Auckland Council will discuss whether it should sell off its ownership in the city's airport next week, with the public set to give input next year.
Mayor Wayne Brown said the sale of its 18 percent stake would raise nearly $2 billion, and slash the rate-rise slated for next year by almost a third.
The council was paying $88 million a year to service the debt associated with the airport shareholding, Brown said.
"Over the last three years, ratepayers have paid $240m in debt servicing costs to hold a bunch of shares that haven't paid a cent in dividends," he said.
"The cost of holding these shares exceeds any return, and forecasts suggest this situation will not be reversed for Auckland Council as a shareholder in the foreseeable future."

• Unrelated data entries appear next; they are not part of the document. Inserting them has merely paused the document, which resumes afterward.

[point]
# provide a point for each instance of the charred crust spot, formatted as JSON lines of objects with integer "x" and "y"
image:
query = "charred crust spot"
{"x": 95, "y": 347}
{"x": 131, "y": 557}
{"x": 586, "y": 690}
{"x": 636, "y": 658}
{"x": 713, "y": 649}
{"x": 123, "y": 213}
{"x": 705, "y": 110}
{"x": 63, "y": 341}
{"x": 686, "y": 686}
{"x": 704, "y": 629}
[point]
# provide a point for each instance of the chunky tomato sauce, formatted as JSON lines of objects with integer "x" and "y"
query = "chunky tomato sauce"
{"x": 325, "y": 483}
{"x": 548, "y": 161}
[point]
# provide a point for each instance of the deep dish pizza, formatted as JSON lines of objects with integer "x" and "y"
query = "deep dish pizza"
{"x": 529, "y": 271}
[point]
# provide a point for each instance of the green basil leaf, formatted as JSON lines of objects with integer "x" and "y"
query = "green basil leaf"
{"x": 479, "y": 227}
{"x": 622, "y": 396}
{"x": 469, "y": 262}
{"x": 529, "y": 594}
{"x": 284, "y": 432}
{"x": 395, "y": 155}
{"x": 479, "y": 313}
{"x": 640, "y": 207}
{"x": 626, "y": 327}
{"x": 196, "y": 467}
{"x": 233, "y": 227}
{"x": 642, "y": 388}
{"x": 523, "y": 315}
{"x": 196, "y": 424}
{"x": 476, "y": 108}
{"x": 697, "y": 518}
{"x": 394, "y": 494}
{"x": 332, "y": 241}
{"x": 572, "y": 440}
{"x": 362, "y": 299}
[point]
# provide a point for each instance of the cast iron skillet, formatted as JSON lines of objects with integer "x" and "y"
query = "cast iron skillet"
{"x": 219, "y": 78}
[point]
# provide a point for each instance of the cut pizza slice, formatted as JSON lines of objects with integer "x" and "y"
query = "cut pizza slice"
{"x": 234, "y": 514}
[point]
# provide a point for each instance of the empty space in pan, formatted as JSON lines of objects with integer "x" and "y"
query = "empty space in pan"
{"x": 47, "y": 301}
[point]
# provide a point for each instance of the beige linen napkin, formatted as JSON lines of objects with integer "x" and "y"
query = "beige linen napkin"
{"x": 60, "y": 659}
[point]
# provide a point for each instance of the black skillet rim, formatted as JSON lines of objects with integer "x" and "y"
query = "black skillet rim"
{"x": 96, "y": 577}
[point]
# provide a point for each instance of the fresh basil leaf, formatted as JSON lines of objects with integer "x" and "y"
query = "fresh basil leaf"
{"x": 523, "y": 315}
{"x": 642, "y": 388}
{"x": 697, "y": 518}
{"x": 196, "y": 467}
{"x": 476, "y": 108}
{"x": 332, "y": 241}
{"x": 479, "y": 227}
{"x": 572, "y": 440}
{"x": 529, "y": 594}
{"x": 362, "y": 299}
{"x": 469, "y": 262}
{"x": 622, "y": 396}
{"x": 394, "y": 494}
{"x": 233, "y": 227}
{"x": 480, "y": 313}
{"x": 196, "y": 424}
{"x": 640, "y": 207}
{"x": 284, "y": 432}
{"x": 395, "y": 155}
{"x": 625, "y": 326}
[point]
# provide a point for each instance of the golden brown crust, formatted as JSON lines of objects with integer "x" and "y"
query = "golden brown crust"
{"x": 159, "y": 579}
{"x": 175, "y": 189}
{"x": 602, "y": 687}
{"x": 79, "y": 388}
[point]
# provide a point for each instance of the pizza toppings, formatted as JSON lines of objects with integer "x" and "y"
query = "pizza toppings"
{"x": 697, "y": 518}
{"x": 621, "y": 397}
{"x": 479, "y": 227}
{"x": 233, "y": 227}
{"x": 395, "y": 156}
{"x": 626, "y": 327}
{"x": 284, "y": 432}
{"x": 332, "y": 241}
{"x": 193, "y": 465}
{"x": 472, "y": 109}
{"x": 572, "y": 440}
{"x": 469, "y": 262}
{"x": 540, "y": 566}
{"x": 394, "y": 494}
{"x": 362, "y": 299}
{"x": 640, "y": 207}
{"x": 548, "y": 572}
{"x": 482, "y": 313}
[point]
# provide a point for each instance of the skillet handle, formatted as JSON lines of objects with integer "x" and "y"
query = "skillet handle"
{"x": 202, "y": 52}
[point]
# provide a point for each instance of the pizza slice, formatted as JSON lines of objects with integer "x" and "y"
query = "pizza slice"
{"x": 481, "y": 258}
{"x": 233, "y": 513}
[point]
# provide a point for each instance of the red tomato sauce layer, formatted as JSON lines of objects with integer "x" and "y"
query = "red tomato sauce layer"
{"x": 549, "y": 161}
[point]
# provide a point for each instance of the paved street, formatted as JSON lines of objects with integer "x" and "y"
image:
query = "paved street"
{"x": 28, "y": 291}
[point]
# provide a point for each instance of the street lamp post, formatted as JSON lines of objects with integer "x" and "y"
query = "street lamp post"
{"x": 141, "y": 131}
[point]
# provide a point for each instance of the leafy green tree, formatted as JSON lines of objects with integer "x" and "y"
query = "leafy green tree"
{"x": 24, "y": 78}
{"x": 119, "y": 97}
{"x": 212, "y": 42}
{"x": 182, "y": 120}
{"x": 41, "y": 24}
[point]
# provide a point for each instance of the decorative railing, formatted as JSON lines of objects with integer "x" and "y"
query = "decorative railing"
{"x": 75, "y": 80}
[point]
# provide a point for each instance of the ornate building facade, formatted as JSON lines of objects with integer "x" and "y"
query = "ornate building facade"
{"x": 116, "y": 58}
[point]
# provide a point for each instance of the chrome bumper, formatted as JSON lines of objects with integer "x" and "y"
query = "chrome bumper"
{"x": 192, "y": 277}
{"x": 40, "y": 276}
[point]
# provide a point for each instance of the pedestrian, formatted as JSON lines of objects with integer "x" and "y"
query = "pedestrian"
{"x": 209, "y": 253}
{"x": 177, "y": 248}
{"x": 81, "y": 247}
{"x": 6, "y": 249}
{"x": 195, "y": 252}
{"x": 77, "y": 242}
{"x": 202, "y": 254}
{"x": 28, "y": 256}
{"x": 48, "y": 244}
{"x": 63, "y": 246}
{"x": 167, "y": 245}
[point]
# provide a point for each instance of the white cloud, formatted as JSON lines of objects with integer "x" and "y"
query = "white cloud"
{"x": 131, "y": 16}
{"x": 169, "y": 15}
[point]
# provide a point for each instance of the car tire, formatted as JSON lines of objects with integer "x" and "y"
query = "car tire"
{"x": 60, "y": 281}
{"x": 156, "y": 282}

Craig's Investment Partners head of research Mark Lister said the council needed to take a ruthless look at its investments.
"It could be a sensible move for them given they need the money, to be honest," Lister said.
"With the cost of debt rising, it could well be a sensible option to sell down some or all of that holding."
The council's airport ownership stake did not give it much influence over the company, which would truck along fine if the council did sell up, he said.
In 2008, the government effectively blocked a partial takeover of the airport by a Canadian pension fund.
Lister doubted any council sale would make the airport more vulnerable to a similar attempt.
"The likelihood of them being approved to purchase or take over Auckland Airport is very low, so I would see that as quite a low risk."